Hi there, thanks for the reminder. Is there any workaround? This auto-upload feature is very useful, especially for use in education. Every lesson is automatically recorded and available. Students can simply scroll back to the past and watch the lesson again for revision. This 21 days expiration is a disappointment. If we have to download each video and upload it somewhere to share, then it is no difference from Zoom. 

I really hope MS reinstate this killer feature that no one else has. 

Can I use Power Automate to make it look like nothing has changed? 

 

Thanks!

Gary

What if you record a call (not scheduled mtg) and there’s no chat?? Where does the recording go?

@descapa_msft Hi Daniel, as organizations with these licenses are still eligible for uploading/editing in Stream https://docs.microsoft.com/en-us/stream/license-overview how come the automatic upload is deprecated? Just curious. Thanks.

Google Meet and Adobe Connect have had the auto-recording feature since a long time ago. Our school is going through the auto-recording to Stream issue, which has frustrated several of our users.

@descapa_msft This really seems counter intuitive and a step back. DL a video from the cloud then re-upload to the cloud (Streams). Why not leave as is and make meeting recordings disappear after 21 days in Streams.

 

I really hope you reverse this decision, auto upload feature is one of the major features that made us as school use Microsoft teams instead of ZOOM.

 

 

This change is really really bad with grave consequences:

 

- the change was communicated barely a month ago, during summer holidays, leaving no time to mitigate the impact

- every education institution is scrambling right now to get ready for a new academic year with lots of uncertainty and massive change already due to Corona policies

- such a budget (10k employees needing A3 instead A1+) wasn't budgeted and can't be approved/freed up on such a short notice

- user are seeing inaccurate error messages

- we loose existing features, and these changes are perceived as "disabling an automatic process and replacing it with manuel cumbersome procedures"

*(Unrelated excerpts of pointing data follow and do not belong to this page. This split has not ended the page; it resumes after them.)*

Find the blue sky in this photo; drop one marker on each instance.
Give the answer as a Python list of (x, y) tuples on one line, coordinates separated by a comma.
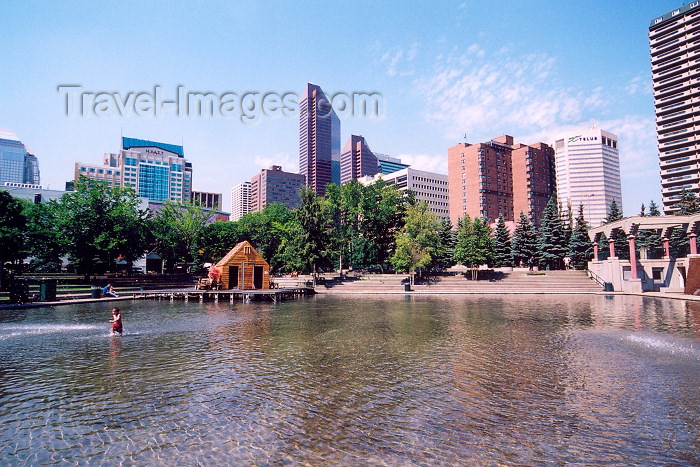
[(531, 69)]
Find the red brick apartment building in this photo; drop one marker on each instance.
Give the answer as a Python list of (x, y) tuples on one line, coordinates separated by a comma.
[(500, 177)]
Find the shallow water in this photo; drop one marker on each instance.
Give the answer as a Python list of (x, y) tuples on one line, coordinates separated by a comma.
[(348, 380)]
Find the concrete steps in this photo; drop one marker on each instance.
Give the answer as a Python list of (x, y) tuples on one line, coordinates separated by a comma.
[(507, 282)]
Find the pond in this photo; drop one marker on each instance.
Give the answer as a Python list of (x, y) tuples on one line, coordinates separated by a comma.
[(520, 379)]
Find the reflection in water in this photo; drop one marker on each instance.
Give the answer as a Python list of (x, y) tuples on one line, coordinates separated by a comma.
[(448, 380)]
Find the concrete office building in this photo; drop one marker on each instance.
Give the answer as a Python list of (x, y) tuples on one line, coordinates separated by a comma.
[(17, 164), (357, 160), (588, 173), (157, 171), (319, 140), (483, 182), (388, 164), (675, 51), (240, 200), (274, 186), (430, 187), (206, 199)]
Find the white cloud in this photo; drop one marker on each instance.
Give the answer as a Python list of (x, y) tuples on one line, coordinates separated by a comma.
[(469, 94), (639, 85)]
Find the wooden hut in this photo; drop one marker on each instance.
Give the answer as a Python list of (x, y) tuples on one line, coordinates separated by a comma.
[(243, 268)]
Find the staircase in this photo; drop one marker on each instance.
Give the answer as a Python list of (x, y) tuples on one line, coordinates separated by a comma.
[(518, 281)]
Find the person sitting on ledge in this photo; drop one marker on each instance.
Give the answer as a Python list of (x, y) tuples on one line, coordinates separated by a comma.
[(108, 291)]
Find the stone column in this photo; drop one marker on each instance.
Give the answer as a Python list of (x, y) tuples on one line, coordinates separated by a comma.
[(693, 244), (633, 256)]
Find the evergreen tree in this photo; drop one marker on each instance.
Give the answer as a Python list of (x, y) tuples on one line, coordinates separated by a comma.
[(314, 222), (647, 238), (687, 205), (552, 244), (474, 244), (524, 242), (417, 242), (619, 236), (580, 245), (501, 244)]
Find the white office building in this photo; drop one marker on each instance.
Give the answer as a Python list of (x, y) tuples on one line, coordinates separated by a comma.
[(675, 51), (588, 173), (240, 200), (427, 186)]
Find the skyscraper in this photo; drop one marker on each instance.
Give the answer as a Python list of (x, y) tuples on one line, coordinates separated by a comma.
[(157, 171), (274, 186), (319, 140), (357, 160), (588, 173), (388, 164), (240, 200), (17, 164), (674, 54)]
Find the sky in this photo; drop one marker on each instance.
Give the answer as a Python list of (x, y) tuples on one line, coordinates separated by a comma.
[(531, 69)]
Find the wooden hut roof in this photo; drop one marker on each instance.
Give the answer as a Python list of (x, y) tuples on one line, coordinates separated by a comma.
[(236, 249)]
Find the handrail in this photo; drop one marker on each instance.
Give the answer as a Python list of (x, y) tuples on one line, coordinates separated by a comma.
[(599, 280)]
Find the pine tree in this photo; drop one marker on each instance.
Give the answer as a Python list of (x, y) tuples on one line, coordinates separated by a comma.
[(619, 236), (688, 205), (580, 245), (501, 244), (524, 242), (647, 238), (552, 240), (448, 240), (474, 244)]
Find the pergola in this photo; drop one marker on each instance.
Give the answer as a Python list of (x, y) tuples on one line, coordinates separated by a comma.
[(663, 225)]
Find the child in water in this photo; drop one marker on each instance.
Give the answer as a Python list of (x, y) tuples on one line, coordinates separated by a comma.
[(117, 320)]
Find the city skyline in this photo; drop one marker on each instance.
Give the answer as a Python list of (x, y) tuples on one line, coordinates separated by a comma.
[(548, 64)]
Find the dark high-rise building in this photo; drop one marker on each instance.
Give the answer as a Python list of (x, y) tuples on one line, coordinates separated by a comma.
[(274, 186), (319, 140), (357, 160), (674, 49), (17, 164)]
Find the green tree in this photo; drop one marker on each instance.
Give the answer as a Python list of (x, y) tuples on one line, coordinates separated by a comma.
[(12, 225), (474, 244), (100, 224), (418, 242), (314, 222), (648, 239), (580, 245), (553, 245), (448, 241), (619, 236), (178, 227), (502, 251), (524, 243)]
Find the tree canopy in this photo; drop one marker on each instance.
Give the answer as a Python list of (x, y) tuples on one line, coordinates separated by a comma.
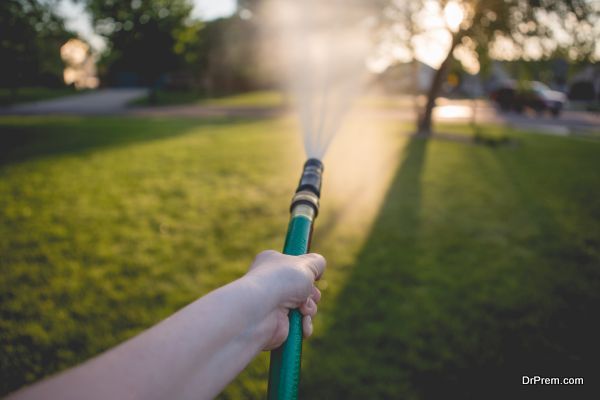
[(30, 38), (146, 38)]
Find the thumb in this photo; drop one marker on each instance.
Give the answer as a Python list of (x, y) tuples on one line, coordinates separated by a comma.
[(314, 263)]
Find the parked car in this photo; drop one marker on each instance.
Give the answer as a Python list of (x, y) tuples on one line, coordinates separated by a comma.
[(528, 95)]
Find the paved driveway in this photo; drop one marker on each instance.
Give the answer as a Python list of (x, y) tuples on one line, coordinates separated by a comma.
[(98, 102)]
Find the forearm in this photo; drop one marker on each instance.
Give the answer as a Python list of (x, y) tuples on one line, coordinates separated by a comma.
[(192, 354)]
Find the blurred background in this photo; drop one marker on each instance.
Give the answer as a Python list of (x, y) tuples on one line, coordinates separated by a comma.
[(461, 212)]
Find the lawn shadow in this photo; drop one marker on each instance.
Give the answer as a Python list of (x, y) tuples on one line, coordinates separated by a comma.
[(27, 138), (411, 324), (349, 361)]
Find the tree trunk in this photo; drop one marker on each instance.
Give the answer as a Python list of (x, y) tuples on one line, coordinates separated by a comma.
[(424, 124)]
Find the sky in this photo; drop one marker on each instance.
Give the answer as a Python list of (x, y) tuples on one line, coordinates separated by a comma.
[(79, 21)]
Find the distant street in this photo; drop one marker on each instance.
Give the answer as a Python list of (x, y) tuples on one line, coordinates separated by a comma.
[(98, 102), (115, 102)]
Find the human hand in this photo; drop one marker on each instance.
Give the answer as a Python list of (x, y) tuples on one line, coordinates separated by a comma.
[(290, 280)]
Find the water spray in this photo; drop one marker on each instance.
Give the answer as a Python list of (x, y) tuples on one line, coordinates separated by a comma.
[(284, 371)]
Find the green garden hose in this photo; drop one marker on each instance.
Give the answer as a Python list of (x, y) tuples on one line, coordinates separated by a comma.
[(284, 370)]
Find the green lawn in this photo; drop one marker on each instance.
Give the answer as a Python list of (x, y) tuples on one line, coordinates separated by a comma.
[(29, 94), (454, 268)]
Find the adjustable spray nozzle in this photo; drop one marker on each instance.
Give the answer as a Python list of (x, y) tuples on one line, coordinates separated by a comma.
[(309, 187)]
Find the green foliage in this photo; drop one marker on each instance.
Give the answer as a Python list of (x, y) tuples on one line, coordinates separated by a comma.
[(481, 264), (146, 38), (30, 38)]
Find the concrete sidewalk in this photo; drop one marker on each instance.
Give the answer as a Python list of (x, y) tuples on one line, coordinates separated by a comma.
[(98, 102)]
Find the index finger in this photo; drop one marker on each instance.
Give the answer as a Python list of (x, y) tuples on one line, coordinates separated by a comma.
[(315, 263)]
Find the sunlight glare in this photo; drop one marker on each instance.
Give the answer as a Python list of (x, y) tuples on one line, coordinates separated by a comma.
[(453, 15)]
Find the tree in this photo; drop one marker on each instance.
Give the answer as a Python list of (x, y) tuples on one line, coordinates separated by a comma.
[(30, 38), (530, 29), (146, 38)]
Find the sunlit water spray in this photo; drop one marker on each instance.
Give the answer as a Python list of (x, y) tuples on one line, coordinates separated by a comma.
[(324, 46)]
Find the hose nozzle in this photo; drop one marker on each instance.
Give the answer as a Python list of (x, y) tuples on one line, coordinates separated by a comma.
[(309, 187)]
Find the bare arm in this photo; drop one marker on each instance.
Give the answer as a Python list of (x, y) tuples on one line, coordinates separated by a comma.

- internal pressure within eductional institutions is very high for competing tools like Zoom, which is for most users easier to use, Panopto, with specific educational features ... 

 

An example of the impact: Oral exams are being recorded these weeks with Teams. After the recoding was available in Stream the teacher changes the permission to exclude the student from reviewing. Right now teachers notice they can't change permissions anymore to exclude a student from viewing the recording, this freaks them out. When it was made in a 1:1 chat, it's not possible to remove the student from the chat. Some creative teachers are now inviting colleagues pro forma so they can remove the student from the chat, but they and we lost all trust in this technology. We can only hope the student is unable to review the recording but are unable to control or check it properly.

 

I'm sorry to be really pissed at this rushed decision, we are working hard to support our users getting the most out of Office 365 tools, explaining why they provide more value, provide consistency or more security (even though they always find an alternative tool that is easier to use for a certain use case).

 

I hope you will revert the change but honestly, I'm not sure if it isn't already too late. 

 

Bart

@garyang The workaround is that for the customers who need to record ensure that they are on any other license than A1.  They could be on A3, A5, E3, etc.  Like we said in the post this is a temporary change so expect more updates in the upcoming months, and in the meantime please transition to another license.  

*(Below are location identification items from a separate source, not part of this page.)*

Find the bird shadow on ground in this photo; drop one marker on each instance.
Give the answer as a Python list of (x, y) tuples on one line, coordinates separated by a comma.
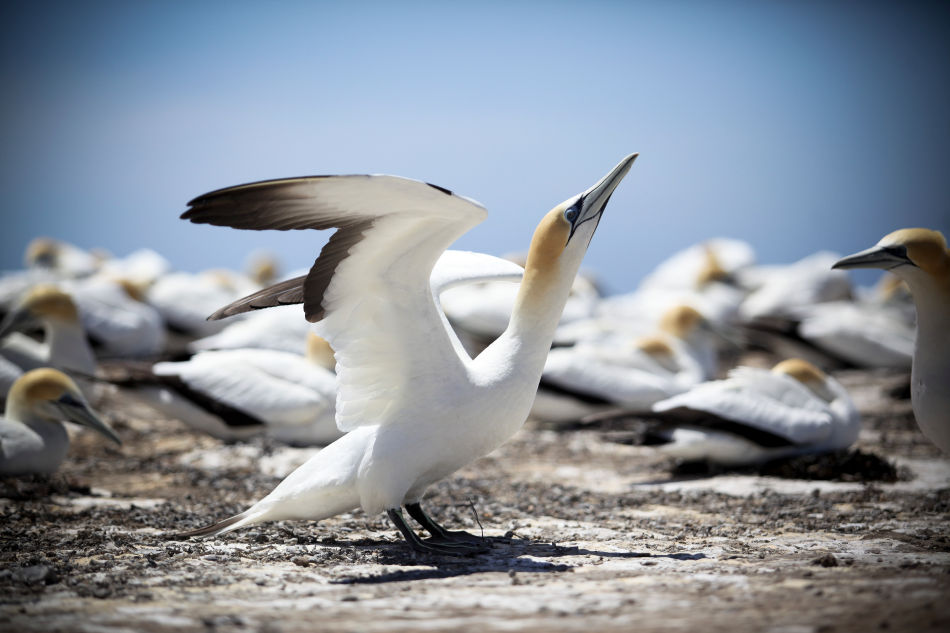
[(506, 554)]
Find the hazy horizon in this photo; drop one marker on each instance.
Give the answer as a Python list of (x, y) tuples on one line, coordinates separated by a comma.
[(795, 126)]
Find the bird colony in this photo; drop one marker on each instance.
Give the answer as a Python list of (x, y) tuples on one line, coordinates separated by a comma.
[(408, 361)]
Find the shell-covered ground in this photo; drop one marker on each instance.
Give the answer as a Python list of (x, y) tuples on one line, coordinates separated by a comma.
[(590, 532)]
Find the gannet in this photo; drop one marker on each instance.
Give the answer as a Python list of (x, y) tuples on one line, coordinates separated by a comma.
[(282, 328), (631, 372), (415, 407), (920, 258), (185, 299), (236, 393), (862, 333), (64, 344), (784, 289), (115, 316), (701, 275), (756, 415), (32, 436), (62, 258)]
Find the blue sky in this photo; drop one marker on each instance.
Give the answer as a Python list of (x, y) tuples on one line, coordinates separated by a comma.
[(797, 126)]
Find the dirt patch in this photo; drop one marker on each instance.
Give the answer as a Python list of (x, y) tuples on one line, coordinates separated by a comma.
[(589, 532)]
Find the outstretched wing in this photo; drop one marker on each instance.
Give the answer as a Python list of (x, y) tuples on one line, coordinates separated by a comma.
[(369, 287)]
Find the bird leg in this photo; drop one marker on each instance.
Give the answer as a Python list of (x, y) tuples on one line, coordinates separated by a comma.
[(439, 533), (430, 545)]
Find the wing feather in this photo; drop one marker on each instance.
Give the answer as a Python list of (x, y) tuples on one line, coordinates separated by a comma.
[(758, 399), (369, 288)]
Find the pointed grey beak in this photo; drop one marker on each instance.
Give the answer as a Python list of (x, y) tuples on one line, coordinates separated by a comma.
[(883, 257), (76, 410), (594, 200), (16, 321)]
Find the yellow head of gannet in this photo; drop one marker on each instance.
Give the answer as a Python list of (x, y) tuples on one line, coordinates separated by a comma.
[(712, 269), (807, 374), (415, 406), (32, 437), (64, 344), (920, 258)]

If you need anything else please let me know.

@TechyMiller I am not sure I understand, this post didn't change anything to do with what you mentioned.  If you have Stream enabled, and recording enabled in Teams, and the user isn't A1 the recording will go to Stream, otherwise the recording stays within Teams for 21 days.  

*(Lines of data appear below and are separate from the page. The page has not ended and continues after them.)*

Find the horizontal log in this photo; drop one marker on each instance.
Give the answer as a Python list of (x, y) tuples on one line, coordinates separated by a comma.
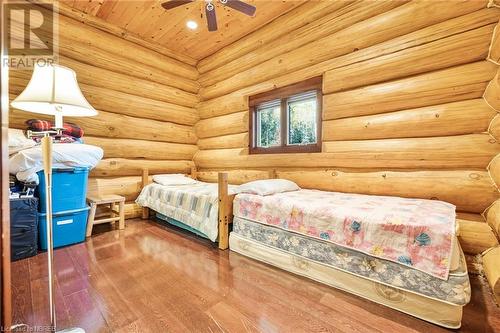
[(128, 187), (113, 167), (153, 150), (113, 125), (444, 86), (335, 19), (223, 125), (239, 140), (294, 19), (493, 217), (465, 117), (223, 105), (118, 102), (463, 151), (397, 22), (492, 270), (102, 25), (236, 177), (492, 92), (475, 237), (470, 191), (463, 48), (467, 151)]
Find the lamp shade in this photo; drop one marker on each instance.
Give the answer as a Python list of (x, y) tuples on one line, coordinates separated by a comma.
[(53, 90)]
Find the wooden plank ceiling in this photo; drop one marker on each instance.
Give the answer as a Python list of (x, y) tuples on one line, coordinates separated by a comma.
[(150, 21)]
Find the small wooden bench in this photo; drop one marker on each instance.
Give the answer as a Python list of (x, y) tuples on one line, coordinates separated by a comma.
[(109, 212)]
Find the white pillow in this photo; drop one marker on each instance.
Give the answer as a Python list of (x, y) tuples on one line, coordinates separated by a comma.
[(18, 139), (173, 179), (267, 187)]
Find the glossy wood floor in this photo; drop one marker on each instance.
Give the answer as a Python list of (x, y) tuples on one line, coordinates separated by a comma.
[(150, 278)]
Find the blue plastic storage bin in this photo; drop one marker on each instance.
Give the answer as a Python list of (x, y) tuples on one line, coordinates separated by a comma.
[(69, 189), (68, 227)]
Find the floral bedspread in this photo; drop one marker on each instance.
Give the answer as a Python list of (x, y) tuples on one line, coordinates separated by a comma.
[(413, 232)]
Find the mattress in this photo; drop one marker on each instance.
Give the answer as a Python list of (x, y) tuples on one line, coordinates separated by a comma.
[(455, 291), (26, 163), (429, 309), (195, 205), (413, 232)]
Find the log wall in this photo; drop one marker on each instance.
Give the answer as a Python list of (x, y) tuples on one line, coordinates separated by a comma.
[(146, 102), (403, 106)]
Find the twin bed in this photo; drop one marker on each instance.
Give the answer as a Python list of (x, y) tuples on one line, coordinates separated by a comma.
[(402, 253)]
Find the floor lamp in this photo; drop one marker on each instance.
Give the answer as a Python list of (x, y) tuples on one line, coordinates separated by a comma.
[(53, 90)]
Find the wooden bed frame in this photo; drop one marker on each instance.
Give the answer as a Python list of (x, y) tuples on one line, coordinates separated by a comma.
[(225, 205)]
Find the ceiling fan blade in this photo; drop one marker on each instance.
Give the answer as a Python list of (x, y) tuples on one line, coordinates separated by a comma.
[(211, 18), (241, 6), (175, 3)]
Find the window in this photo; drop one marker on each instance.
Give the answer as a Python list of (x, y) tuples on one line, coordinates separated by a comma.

@ChristianBergstrom Here's what I posted about this on the Stream tech community:

 

This is a change on Stream to ensure everything is running smoothly for our customers.  This change isn't about any permanent changes to A1 or retirement of that license, but a temporary change while Stream is working on infrastructure improvements.

 

As I mentioned in the other post A1 users can still record meetings and attendees can play back the recordings, so for the training scenario that should still work.  Of course there are many features in Stream like channels that wouldn't work so individuals would need to manually upload, though this help doc might help: https://docs.microsoft.com/en-us/stream/portal-upload-teams-meeting-recording 

If it is a training material you could have people use the Stream screen recorder and have it automatically record and it goes to Stream: https://docs.microsoft.com/en-us/stream/portal-create-screen-recording

 

Additionally if you have some customers who need to have Teams meeting recordings auto-saved to Stream you can move those individuals over to the A3 license as this change was only for A1 licensees.

 

@EmileRec if you move to another license, such as A3 this will be available, would it be possible for the organisation to move users who need to record to this license? 

@Daniel Escapa To be completely honest with you and I know its not your problem or concern, but we are a school in lebanon (hyperinflation, economic collapse, beirut disaster..) . With all whats going on, guess i will just manage it on A1.

Thank you for your time.

@descapa_msft my guess is we ARE A1 users and what I was asking is if you record a call...not a scheduled Team Meeting...and there is no chat used during the call, where is the link to download the Stream recording and save it because it didn't automatically go to Stream like it should because it is no longer an available feature for A1 users (which is ridiculous).  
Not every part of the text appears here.